A investigação descreve José António Martins como figura particularmente influente no interior da estrutura municipal. Sustenta que várias adjudicações lançadas pela DAA e posteriormente pela ADGAIA, apesar de terem uma aparência de legalidade, terão sido desenhadas ou orientadas de modo a favorecer interesses previamente definidos. Após a adjudicação, a fiscalização das obras seria acompanhada por elementos próximos do empreiteiro, reduzindo a capacidade de controlo independente por parte da entidade pública.
Os números apresentados pelo Ministério Público ajudam a ilustrar a dimensão financeira da corrupção. Entre 2009 e 2026, António Santos Mota terá obtido 98 contratos públicos relacionados com Águas de Gaia, representando um volume global superior a 10,9 milhões de euros. O valor faturado entre 2024 e 2025 ascenderá a cerca de 1,78 milhões de euros, equivalendo, segundo o Ministério Público, a cerca de 73 por cento da faturação do empresário naquele período.
O Ministério Público sustenta, ainda, que o alegado favorecimento não se limitava às adjudicações. O documento descreve um conjunto de vantagens patrimoniais e benefícios concedidos a funcionários e dirigentes associados às adjudicações. Entre as contrapartidas, pagamentos em numerário, refeições, jantares, ofertas e viagens suportadas pelo empresário.

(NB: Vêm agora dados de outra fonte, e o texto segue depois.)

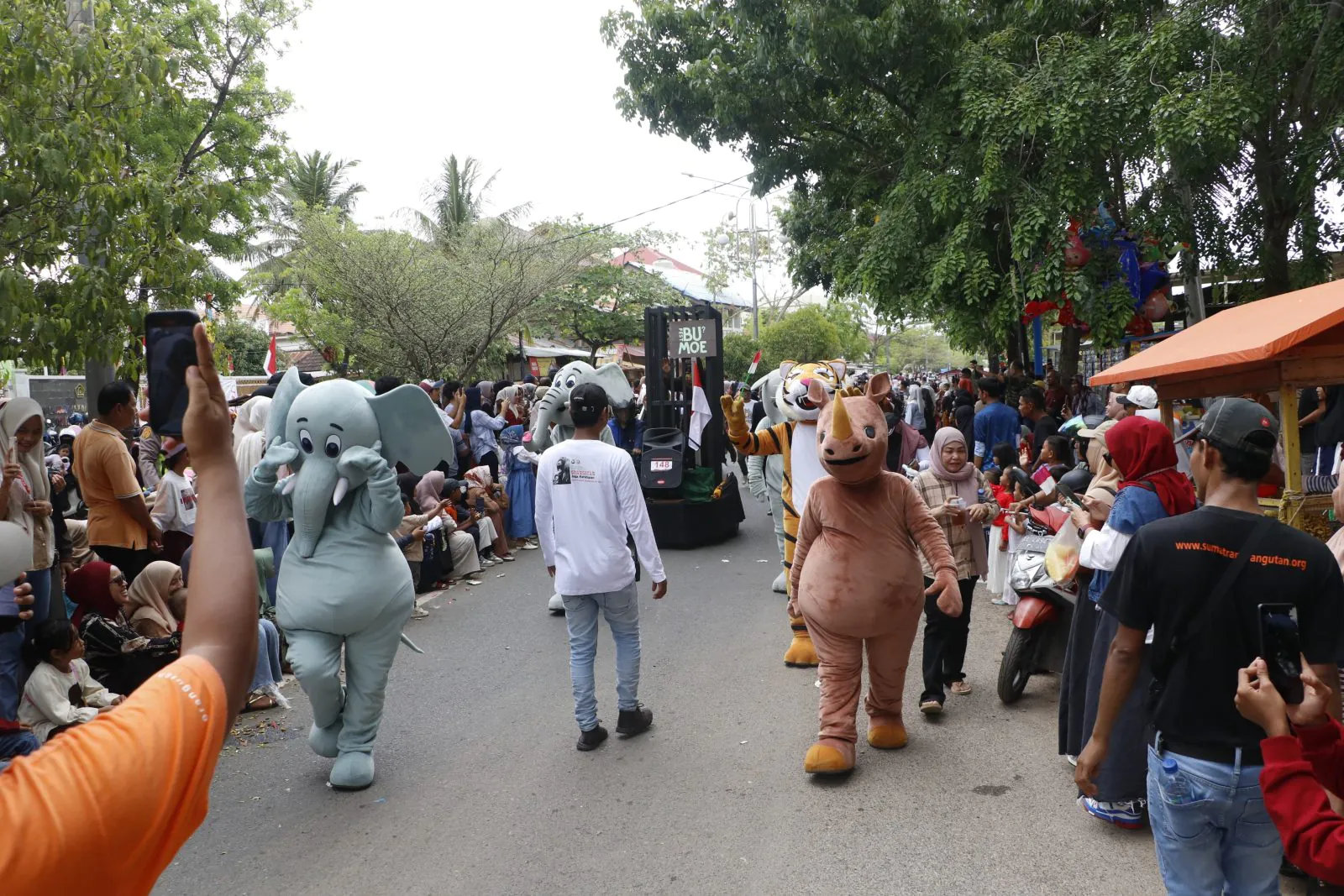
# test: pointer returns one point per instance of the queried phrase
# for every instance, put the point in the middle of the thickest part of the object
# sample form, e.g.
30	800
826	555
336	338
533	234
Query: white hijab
250	434
35	485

O Ministério Público refere despesas com almoços e jantares em restaurantes de Matosinhos, designadamente no ‘O Fernando’, gastos superiores a 54 mil euros em refeições e múltiplos episódios de hospitalidade considerados suspeitos pelos investigadores.

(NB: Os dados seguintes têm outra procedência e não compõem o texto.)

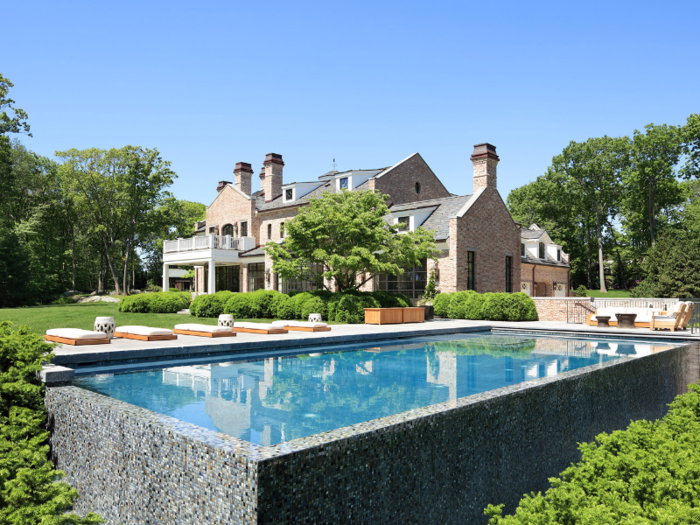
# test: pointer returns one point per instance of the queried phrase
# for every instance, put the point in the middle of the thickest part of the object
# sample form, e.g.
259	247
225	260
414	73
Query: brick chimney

Empresas testas de ferro alvo de buscas
O despacho relata ainda deslocações ao estrangeiro, incluindo uma viagem a Marrocos e outra a Roma, que terão sido suportadas por António Santos Mota em favor de alguns dos envolvidos, bem como despesas associadas a alojamento e restauração. Figuram, ainda, no rol das contrapartidas, a aquisição de refeições familiares, pagamentos de telecomunicações, fornecimento de materiais, obras em propriedades privadas e até aquisição de bens domésticos.

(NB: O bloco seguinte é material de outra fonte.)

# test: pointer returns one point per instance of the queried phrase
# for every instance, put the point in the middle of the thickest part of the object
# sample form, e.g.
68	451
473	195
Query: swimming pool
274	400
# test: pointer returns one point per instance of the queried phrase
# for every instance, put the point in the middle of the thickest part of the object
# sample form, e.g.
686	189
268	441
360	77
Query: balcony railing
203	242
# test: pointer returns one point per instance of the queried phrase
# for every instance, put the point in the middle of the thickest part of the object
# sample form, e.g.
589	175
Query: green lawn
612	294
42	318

A investigação aponta para a utilização de várias sociedades privadas — como a Axialcloud, a Hipas, a Ambidrain, a Duas Redes, a Granilamas e a Sempre Decisivo — como instrumentos para a circulação financeira e emissão de faturação considerada suspeita. Algumas destas empresas, segundo o Ministério Público, apresentariam reduzida estrutura operacional ou atividade incompatível com os montantes faturados, funcionando principalmente como intermediárias ou subcontratadas destinadas a justificar pagamentos e redistribuir as verbas provenientes das adjudicações públicas.
No caso da Axialcloud, o Ministério Público refere uma faturação global superior a um milhão de euros em poucos meses de atividade, sustentando que a sociedade terá servido para beneficiar empresários e responsáveis ligados ao setor da água através da emissão de faturas e prestação formal de serviços cuja efetiva execução está sob suspeita. Situação semelhante é descrita relativamente à Hipas e à Ambidrain, empresas que terão sido favorecidas em contratos posteriormente acompanhados por faturação cruzada e subcontratação suspeita.
O Ministério Público conclui que os suspeitos — funcionários públicos e agentes privados — terão atuado em conjugação de esforços e com divisão de tarefas, utilizando o poder de decisão administrativa, a influência hierárquica e relações pessoais para orientar procedimentos e garantir vantagens patrimoniais recíprocas. É neste enquadramento que foram emitidos mandados de buscas em instalações da Águas de Gaia, escritórios, empresas e residências dos suspeitos, bem como autorizações para apreensão de telemóveis, computadores e documentação financeira.